A Hambourg un jeune Turc tente de se suicider. Il échoue et termine à l’hôpital où il rencontre une jeune compatriote, elle aussi suicidaire. De but en blanc, elle lui demande de l’épouser.

Elle souhaiterait, par ce mariage formel, être soustraite au joug familial traditionaliste et mener une vie plus en phase avec son époque. L’intéressé, qui n’a plus rien à perdre, se prend au jeu et épouse cette jeune fille, lui offrant la liberté dont elle rêvait. Toutefois ils ignorent que, ce-faisant, ils s’engagent dans une expérience qui va révolutionner définitivement leurs vies et leurs sentiments.

Il souffle dans Gegen die Wand un vent de liberté et d’anarchisme. Soirées délurées, bagarres, provocation, nihilisme, drogue, sexe sont autant d’atours que revêtent les deux personnages principaux, pour conférer à leurs pérégrinations quelque chose de révolutionnaire et d’émancipateur.

photo-Head-on-Gegen-die-Wand

Birol Unel et Sibel Kekilli dans Head-on, réalisé par Fatih Akin et sorti en 2004.

Il est violent, elle est radicalement belle et leur cohabitation est comme une poésie surréaliste. La mort n’a pas voulu d’eux et ils sont en quelque sorte condamnés à vivre ici-bas. Officiellement mari et femme, ils entretiennent avec leurs amis communs des relations officieuses qui, peu à peu, interfèrent entre elles en un dangereux canevas. C’est une période d’égarement consacrée à la poursuite d’artefacts de bonheur. Une phase de souffrance intérieure au-cours de laquelle ils vont finalement se découvrir mutuellement.

Ce beau tissu narratif, agréablement ponctué d’interludes musicaux joués par un orchestre oriental, donne au réalisateur une latitude énorme en termes d’images, qu’il exploite avec talent, notamment dans 3 séquences émouvantes : un classieux travelling angoissant dans la cabine d’une voiture, un retour à la maison au petit matin en robe de mariée, ainsi qu’un torrent d’amour qui s’empare d’un homme et le propulse sur la scène d’un concert.

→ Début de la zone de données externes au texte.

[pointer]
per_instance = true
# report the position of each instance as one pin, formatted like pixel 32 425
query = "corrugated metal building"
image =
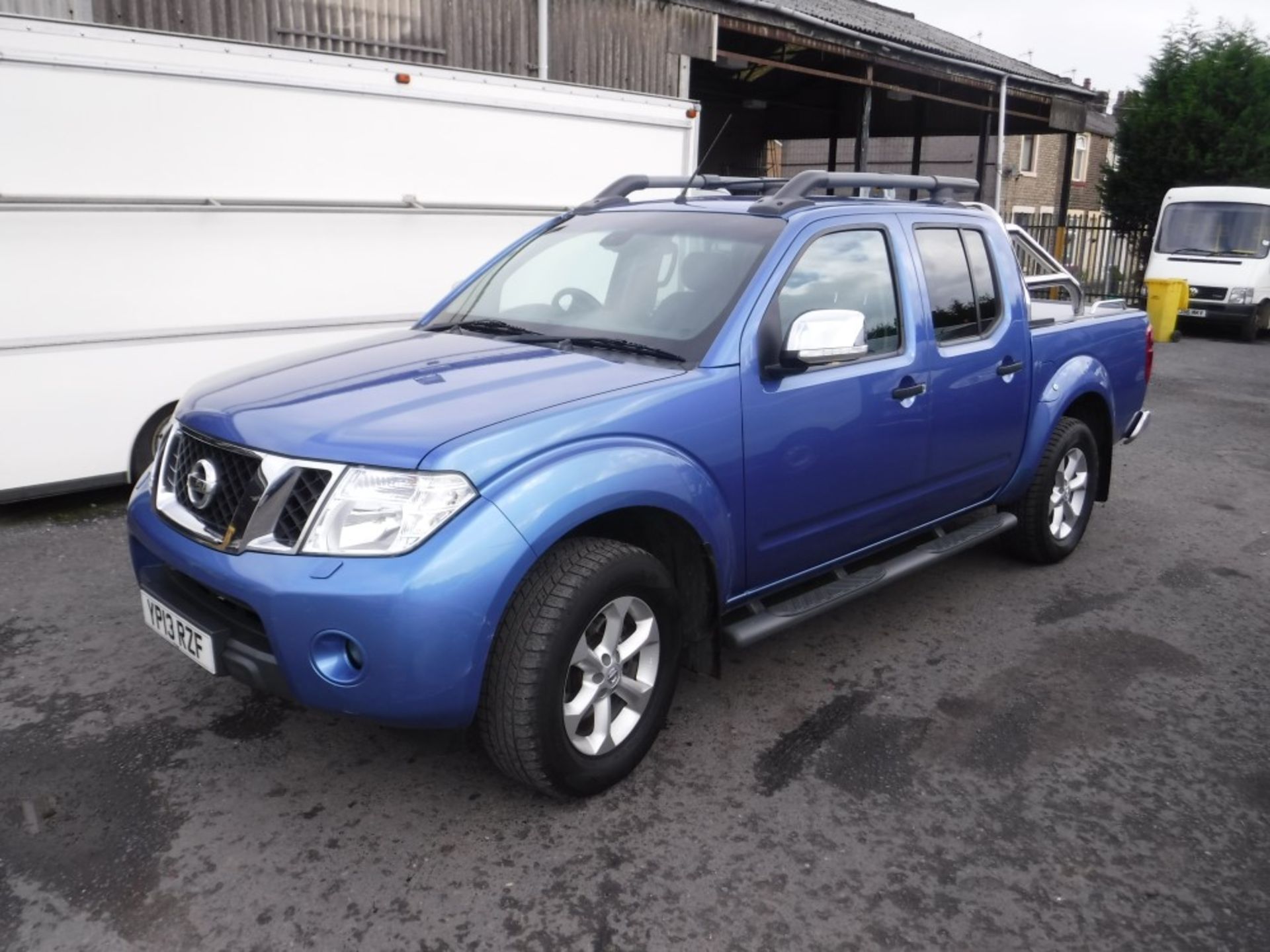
pixel 634 45
pixel 845 73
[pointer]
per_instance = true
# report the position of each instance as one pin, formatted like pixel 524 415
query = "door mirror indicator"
pixel 825 337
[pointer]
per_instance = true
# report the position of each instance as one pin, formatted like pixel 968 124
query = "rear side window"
pixel 966 302
pixel 846 270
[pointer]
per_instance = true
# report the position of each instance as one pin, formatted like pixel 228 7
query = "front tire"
pixel 1056 510
pixel 582 669
pixel 1249 329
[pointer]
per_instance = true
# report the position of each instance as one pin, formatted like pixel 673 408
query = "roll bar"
pixel 796 192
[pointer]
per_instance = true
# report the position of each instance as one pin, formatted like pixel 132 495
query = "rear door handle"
pixel 906 393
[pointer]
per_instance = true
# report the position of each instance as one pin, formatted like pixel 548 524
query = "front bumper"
pixel 1217 311
pixel 423 619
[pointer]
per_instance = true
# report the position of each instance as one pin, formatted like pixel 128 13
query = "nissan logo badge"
pixel 201 484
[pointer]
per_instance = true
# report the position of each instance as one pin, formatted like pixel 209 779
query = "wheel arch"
pixel 690 560
pixel 1082 389
pixel 1093 411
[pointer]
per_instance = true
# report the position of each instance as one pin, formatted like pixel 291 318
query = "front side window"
pixel 845 270
pixel 966 302
pixel 1235 229
pixel 667 280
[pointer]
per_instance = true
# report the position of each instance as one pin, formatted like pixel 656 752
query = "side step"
pixel 770 616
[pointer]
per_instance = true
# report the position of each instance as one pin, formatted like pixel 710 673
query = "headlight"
pixel 385 512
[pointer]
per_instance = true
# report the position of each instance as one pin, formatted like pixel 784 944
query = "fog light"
pixel 338 658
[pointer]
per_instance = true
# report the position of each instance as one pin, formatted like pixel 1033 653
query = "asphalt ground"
pixel 984 757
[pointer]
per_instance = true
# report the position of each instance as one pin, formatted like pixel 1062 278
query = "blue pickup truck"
pixel 642 433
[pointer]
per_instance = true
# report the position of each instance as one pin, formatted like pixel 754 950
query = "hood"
pixel 394 397
pixel 1210 272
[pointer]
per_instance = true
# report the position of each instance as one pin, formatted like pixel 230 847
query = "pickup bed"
pixel 646 430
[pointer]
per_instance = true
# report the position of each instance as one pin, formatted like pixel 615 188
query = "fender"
pixel 550 494
pixel 1070 382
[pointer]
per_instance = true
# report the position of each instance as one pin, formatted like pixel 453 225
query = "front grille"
pixel 238 479
pixel 300 506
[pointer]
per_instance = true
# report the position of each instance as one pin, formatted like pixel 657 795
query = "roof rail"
pixel 616 192
pixel 795 192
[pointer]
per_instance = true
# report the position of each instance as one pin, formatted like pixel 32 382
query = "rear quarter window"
pixel 962 286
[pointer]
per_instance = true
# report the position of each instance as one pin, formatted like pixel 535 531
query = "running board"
pixel 773 615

Passée la griserie illusoire des premiers moments, provoquée sans doute par la nouveauté des expériences, s’enclenchera ensuite une spirale d’épreuves morales et physiques: violence, opium, exil, viol, prison… C’est la descente aux enfers. Néanmoins au plus profond de cette tourmente, naîtra au sein de ce couple artificiel un sentiment des plus purs. La trame du récit est ensuite joliment bien tournée et sa phase terminale n’en finit plus de surprendre.

Magnifique jusqu’à la dernière image, Gegen die Wand est une ode à la force de l’amour, qui met habilement en scène la liberté d’agir et de penser.